For days, the headlines have reviewed the moral and political debate surrounding the election of the next governor of Florida, a race in which the candidates could not be more different.

Tallahassee Mayor Andrew Gillum won the nomination of the Democratic Party. If elected in November, he will be the first African-American governor of Florida. Since winning the primary, he has been a victim of phone attacks by white nationalist groups.

It's been revealed that Ron DeSantis, the Republican candidate, has reportedly participated in four conferences organized by a conservative activist known for declaring that "African-Americans owe their freedom to whites and that the only 'true racial war' in the country is against whites," The Independent reported.

"DeSantis, elected to represent North-Central Florida in 2012, appeared at the David Horowitz Freedom Center conferences in Palm Beach, Florida, or Charleston, South Carolina, in 2013, 2015, 2016 and 2017, according to Michael Finch, president of the organization,” the report explains. "At the group's annual Restoration Weekend conferences, hundreds of people gather to hear right-wing provocateurs such as Steve Bannon, Milo Yiannopoulos and Sebastian Gorka sound off on multiculturalism, radical Islam, free speech on college campuses and other issues.”

Florida's race for governor has become the latest example of a paradigm shift in American politics, where independent candidates and supporters of Sen. Bernie Sanders' progressive handbook have garnered unexpected support from their voters, threatening the Republican establishment in areas once insured for the party.

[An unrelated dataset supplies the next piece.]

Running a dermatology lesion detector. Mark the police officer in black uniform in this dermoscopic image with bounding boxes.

The pressure has reached such a point that DeSantis has resorted to desperate strategies.

On Monday, the representative announced that he would resign from Congress "immediately" to "focus on his campaign for the governorship of Florida" just two months before the election, NBC reported.

In a statement, DeSantis explained that "as the Republican nominee for Governor of Florida, it is clear to me that I will likely miss the vast majority of our remaining session days for this Congress. Under these circumstances, it would be inappropriate for me to accept a salary."

"In order to honor my principles and protect the taxpayer, I officially resign from the House of Representatives effective immediately," he added.

Thus, the Republican candidate continued his campaign using one of the oldest strategies in the Florida GOP manual: sweeten the Cuban voter in the region by honoring the exiles and attacking the communism of the island.

This strategy aims to detract from the new democratic socialism that is brewing in the ranks of the U.S. Democratic Party, and which DeSantis has frequently attacked when referring to the Gillum campaign.

"In this campaign, I think we have a chance to make Florida even better," DeSantis said during his speech at the Bay of Pigs Museum in the Little Havana neighborhood of Miami on Monday. "We’ve got our issues. We have to tackle them. But we’re never going to deal with the issues if we’re embracing this far-left ideology," the New York Times reported.

The paradox of this political strategy is that, while historically confusing two political movements that have nothing to do with each other and that perpetuate a stigma dead after the Cold War, DeSantis has been one of the few Republican candidates who has recognized the strength of the Latino vote to the point of raising the ghost of Fidel Castro again to gain support in a campaign that tacitly supports the most anti-Latino government that has existed in the country's contemporary history.